Conversational Planning for Personal Plans
Konstantina Christakopoulou, Iris Qu, John Canny, Andrew Goodridge, Cj Adams, Minmin Chen, Maja Matarić
TL;DR
Long-horizon real-life goals require conversational agents that can plan across multiple sessions. The paper introduces a language-based hierarchical framework in which an LLM acts as a meta-controller to select discrete macro-actions from the set $Z = {add-steps, alter-steps, ask-question}$, with execution performed by tool-enabled sub-policies and low-level policies guided by Chain-of-Thought prompting and user feedback. The authors provide a detailed architectural blueprint and qualitative demonstrations across learning and health domains, including tutoring and coaching tasks, illustrating adaptive planning and plan evolution through user interaction. This approach advances text-based agents toward sustained, personalized collaboration with users over extended timelines, enabling dynamic refinement of plans as goals evolve.
Abstract
The language generation and reasoning capabilities of large language models (LLMs) have enabled conversational systems with impressive performance in a variety of tasks, from code generation, to composing essays, to passing STEM and legal exams, to a new paradigm for knowledge search. Besides those short-term use applications, LLMs are increasingly used to help with real-life goals or tasks that take a long time to complete, involving multiple sessions across days, weeks, months, or even years. Thus to enable conversational systems for long term interactions and tasks, we need language-based agents that can plan for long horizons. Traditionally, such capabilities were addressed by reinforcement learning agents with hierarchical planning capabilities.

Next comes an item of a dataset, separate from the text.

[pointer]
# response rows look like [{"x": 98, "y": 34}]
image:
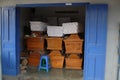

In this work, we explore a novel architecture where the LLM acts as the meta-controller deciding the agent's next macro-action, and tool use augmented LLM-based option policies execute the selected macro-action. We instantiate this framework for a specific set of macro-actions enabling adaptive planning for users' personal plans through conversation and follow-up questions collecting user feedback. We show how this paradigm can be applicable in scenarios ranging from tutoring for academic and non-academic tasks to conversational coaching for personal health plans.